Cancer has a pretty complicated history with statins, a class of drugs that are most commonly used to lower blood cholesterol levels. In the past, laboratory tests involving statins have also been shown to be effective in battling cancer cells, which is great!

Unfortunately, these laboratory tests should be taken with a grain of salt because when it came to testing statins in real life cancer patients, it wasn’t shown to be effective at all.

Recent research, however, clears up this confusion and also offers insight into how these types of clinical trials can be improved upon.

Leader of this research and co-author of the published paper that describes it, Dr.

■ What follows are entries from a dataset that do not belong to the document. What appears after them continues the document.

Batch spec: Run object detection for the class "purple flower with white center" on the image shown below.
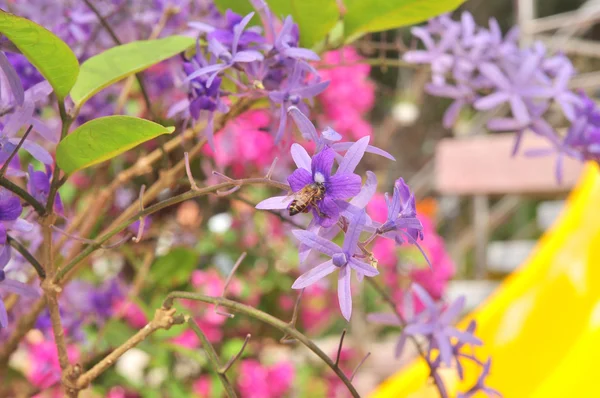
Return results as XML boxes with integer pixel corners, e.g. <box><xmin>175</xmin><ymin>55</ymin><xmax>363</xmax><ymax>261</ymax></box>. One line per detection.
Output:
<box><xmin>256</xmin><ymin>137</ymin><xmax>369</xmax><ymax>228</ymax></box>
<box><xmin>185</xmin><ymin>12</ymin><xmax>264</xmax><ymax>87</ymax></box>
<box><xmin>288</xmin><ymin>106</ymin><xmax>396</xmax><ymax>161</ymax></box>
<box><xmin>292</xmin><ymin>211</ymin><xmax>379</xmax><ymax>321</ymax></box>
<box><xmin>377</xmin><ymin>178</ymin><xmax>429</xmax><ymax>250</ymax></box>
<box><xmin>456</xmin><ymin>358</ymin><xmax>502</xmax><ymax>398</ymax></box>
<box><xmin>269</xmin><ymin>62</ymin><xmax>329</xmax><ymax>142</ymax></box>
<box><xmin>0</xmin><ymin>244</ymin><xmax>40</xmax><ymax>328</ymax></box>
<box><xmin>27</xmin><ymin>165</ymin><xmax>64</xmax><ymax>214</ymax></box>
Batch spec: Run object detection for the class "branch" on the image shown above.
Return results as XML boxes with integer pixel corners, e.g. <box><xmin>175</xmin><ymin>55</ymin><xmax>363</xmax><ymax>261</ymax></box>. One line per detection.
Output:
<box><xmin>54</xmin><ymin>178</ymin><xmax>289</xmax><ymax>283</ymax></box>
<box><xmin>6</xmin><ymin>235</ymin><xmax>46</xmax><ymax>279</ymax></box>
<box><xmin>186</xmin><ymin>316</ymin><xmax>237</xmax><ymax>398</ymax></box>
<box><xmin>163</xmin><ymin>292</ymin><xmax>360</xmax><ymax>398</ymax></box>
<box><xmin>76</xmin><ymin>308</ymin><xmax>185</xmax><ymax>389</ymax></box>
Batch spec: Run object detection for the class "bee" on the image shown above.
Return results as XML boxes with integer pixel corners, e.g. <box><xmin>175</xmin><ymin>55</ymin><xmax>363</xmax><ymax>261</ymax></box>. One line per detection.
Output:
<box><xmin>289</xmin><ymin>182</ymin><xmax>325</xmax><ymax>216</ymax></box>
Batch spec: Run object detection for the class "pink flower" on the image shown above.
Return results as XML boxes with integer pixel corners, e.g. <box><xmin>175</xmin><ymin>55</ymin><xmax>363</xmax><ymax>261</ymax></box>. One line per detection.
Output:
<box><xmin>192</xmin><ymin>376</ymin><xmax>211</xmax><ymax>398</ymax></box>
<box><xmin>27</xmin><ymin>337</ymin><xmax>79</xmax><ymax>397</ymax></box>
<box><xmin>113</xmin><ymin>300</ymin><xmax>148</xmax><ymax>329</ymax></box>
<box><xmin>238</xmin><ymin>359</ymin><xmax>295</xmax><ymax>398</ymax></box>
<box><xmin>204</xmin><ymin>111</ymin><xmax>275</xmax><ymax>177</ymax></box>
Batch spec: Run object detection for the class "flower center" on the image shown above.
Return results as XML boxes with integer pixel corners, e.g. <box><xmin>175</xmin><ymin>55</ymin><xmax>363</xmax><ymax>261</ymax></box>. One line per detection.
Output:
<box><xmin>331</xmin><ymin>253</ymin><xmax>348</xmax><ymax>267</ymax></box>
<box><xmin>313</xmin><ymin>171</ymin><xmax>325</xmax><ymax>184</ymax></box>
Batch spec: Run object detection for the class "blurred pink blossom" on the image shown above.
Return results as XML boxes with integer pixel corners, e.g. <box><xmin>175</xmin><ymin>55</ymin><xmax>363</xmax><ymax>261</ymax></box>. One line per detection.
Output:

Alan Richardson, explains that this “paradox” in statin treatment may be explained by the limiting nature of these drugs. He explains that

“for statins to be effective as a cancer therapy, the right statin needs to be used, it needs to be delivered at the right dose and interval, and diet needs to be controlled to reduce sources of geranylgeraniol.”

Specifically, the leaders of this study at Keele University found that the specific statin, pitavastatin, is particularly well-suited to treat cells in ovarian cancer. This is probably due to the fact that pitavastatin has a lengthy metabolic half-life as well as a structure that causes it to be a great inhibitor of tumor development in mice.
As noted above, in addition to these findings, researchers also concluded that diet has the potential to inhibit the overall effectiveness of this treatment.

For example, the tumor-inhibiting effects of pitavastatin were found to be reduced when there was dietary geranylgeraniol present. This occurs because statins work by preventing cancer cells from geranylgeraniol, but this substance can be found in particular types of foods, such as sunflower oil and types of rice. Thus, for pitavastatin to work, doctors must work with patients to conceive a diet that limits geranylgeraniol intake.

Dr. Richardson and his team are looking forward to taking their research to the next step and executing full-scale clinical trials with human participants. What comes from that may be the next big breakthrough in the currently limited world of ovarian cancer treatment. They believe that now, with all of this new information in mind, clinical trials that test pitavastatin can be adequately designed and executed.
Perhaps the most exciting aspect of statin cancer research is how relatively inexpensive the drug would be for cancer patients since a generic version of the drug is already available. This could greatly reduce the weight of medical bills for patients that must undergo extremely expensive therapies to treat their cancer.

For those affected by ovarian cancer, keep your eyes peeled for what happens here next, as Dr. Richardson’s team is in the early stages of developing clinical trials for statins.